At Cook Children’s, he says the medical directors of the key service lines are highly engaged and involved in strategy and policymaking. Nearly half of its system board, the governing body for all the system’s subsidiary companies, is comprised of physicians.
“It’s easy to think about the C-suite as just executives, but I think throwing the net around physicians in a meaningful way is really important to helping any hospital, but particularly a children’s hospital, navigate the uncertain waters that are in front of us,” says Merrill.
Consider experience in other industries
Amy Koresdoski is a new kind of children’s hospital leader—and living proof of what happens when an institution reimagines leadership roles. When Koresdoski joined Arkansas Children’s in 2019, it was her first foray into health care after years of experience as a senior HR executive with companies like Nissan North America, FedEx and Harrah’s Entertainment.
With a background in benefits, accounting, IT and finance, the team at Arkansas Children’s recruited her from outside the industry for the newly created position of vice president of Total Rewards.
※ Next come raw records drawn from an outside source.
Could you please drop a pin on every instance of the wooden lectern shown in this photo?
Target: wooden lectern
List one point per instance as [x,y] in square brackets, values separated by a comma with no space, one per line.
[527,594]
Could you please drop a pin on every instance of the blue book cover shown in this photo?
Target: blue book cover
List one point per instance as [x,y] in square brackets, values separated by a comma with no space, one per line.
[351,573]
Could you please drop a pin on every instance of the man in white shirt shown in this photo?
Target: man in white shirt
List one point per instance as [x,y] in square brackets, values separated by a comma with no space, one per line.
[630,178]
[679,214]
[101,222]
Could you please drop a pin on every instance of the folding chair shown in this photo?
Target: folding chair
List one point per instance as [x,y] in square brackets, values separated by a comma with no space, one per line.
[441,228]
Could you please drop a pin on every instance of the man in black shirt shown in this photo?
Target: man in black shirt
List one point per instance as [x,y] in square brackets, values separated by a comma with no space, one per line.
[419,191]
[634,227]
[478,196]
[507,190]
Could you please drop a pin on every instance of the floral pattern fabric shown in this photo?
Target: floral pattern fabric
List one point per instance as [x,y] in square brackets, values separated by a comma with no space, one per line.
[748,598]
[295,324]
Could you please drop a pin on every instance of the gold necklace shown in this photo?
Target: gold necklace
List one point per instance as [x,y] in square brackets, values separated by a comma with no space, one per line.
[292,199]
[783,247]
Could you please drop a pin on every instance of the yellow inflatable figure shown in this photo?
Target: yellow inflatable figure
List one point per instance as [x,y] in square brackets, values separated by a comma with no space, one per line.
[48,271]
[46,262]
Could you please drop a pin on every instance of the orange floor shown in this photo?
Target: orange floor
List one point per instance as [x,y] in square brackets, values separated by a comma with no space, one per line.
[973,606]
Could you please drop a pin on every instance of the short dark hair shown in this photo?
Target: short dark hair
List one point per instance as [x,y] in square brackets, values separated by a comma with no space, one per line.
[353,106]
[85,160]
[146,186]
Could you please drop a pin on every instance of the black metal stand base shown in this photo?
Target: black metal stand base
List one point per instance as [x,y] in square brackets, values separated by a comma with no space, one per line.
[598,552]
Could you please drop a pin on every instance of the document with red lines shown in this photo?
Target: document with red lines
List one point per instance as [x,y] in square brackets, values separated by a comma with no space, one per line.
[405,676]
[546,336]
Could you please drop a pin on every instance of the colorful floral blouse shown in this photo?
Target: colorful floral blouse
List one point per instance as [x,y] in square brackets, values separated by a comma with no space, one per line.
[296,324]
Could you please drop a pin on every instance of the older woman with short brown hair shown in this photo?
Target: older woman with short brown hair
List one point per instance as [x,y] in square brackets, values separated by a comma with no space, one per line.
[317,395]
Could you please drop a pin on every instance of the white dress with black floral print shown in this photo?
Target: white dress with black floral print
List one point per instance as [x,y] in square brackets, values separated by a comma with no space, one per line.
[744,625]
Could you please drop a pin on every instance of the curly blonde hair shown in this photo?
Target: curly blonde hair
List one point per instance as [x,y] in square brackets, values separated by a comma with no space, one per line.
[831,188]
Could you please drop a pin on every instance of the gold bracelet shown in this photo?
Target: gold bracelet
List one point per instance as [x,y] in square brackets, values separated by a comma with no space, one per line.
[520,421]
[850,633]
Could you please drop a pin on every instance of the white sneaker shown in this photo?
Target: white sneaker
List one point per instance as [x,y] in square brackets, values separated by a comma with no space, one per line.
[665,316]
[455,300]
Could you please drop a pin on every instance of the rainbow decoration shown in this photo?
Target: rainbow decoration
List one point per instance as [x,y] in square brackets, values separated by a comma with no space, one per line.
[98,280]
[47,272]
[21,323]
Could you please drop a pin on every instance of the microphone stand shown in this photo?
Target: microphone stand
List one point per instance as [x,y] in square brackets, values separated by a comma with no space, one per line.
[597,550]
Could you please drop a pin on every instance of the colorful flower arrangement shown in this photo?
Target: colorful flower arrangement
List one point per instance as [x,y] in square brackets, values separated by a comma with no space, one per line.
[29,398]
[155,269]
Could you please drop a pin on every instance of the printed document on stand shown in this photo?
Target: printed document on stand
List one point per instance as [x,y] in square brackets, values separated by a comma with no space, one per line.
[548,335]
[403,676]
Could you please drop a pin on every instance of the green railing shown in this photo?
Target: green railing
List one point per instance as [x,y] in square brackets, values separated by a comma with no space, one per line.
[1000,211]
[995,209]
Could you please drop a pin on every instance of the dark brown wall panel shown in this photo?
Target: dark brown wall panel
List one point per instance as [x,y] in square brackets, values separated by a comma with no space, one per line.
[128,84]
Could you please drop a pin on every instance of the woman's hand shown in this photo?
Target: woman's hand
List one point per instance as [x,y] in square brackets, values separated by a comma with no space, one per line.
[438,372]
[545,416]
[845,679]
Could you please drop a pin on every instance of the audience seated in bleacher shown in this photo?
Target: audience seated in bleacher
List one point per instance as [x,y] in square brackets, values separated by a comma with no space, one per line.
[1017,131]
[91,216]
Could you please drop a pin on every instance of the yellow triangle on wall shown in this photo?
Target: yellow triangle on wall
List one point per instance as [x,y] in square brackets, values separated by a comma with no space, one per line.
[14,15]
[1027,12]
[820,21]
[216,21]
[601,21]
In that role, she leads the creation and implementation of a Total Rewards model common outside of health care and meant to engage the team at Arkansas Children’s in fresh, new ways.
“What we’re trying to do is create programs that help us attract, retain, and engage talent,” says Koresdoski, Ph.D., SPHR, CCP, sHRBP. “It’s great if you can attract them—but if you can’t engage and retain them, they’ll get some experience and potentially go somewhere else.”
She says the organization is also building career paths in a way for people to achieve their career goals without moving to another organization. “The job of the Total Rewards person is to create those programs that support the business strategy.”
Koresdoski has brought many ideas from her previous roles to Arkansas Children’s, such as enhanced medical plans, discount programs and pet benefits—all with little to no cost to the organization but a high ROI from employees.
And with added perks like on-site childcare and concierge services, Koresdoski is reminded often that she’s in the business of making people happy. And that makes her happy. “I want to make people’s lives easier,” she says. “And it’s very fulfilling to see people so happy with some of the things we’re doing.”
For “Dr. Mo” at Nemours, it’s all about people too. “I loved being a doctor, I loved taking care of my patients—and it was very rewarding to do that,” she says. “Now, I feel like I’m using a whole different toolbox but bringing the same care to people I work with. That’s awesome. That’s what I really care about.”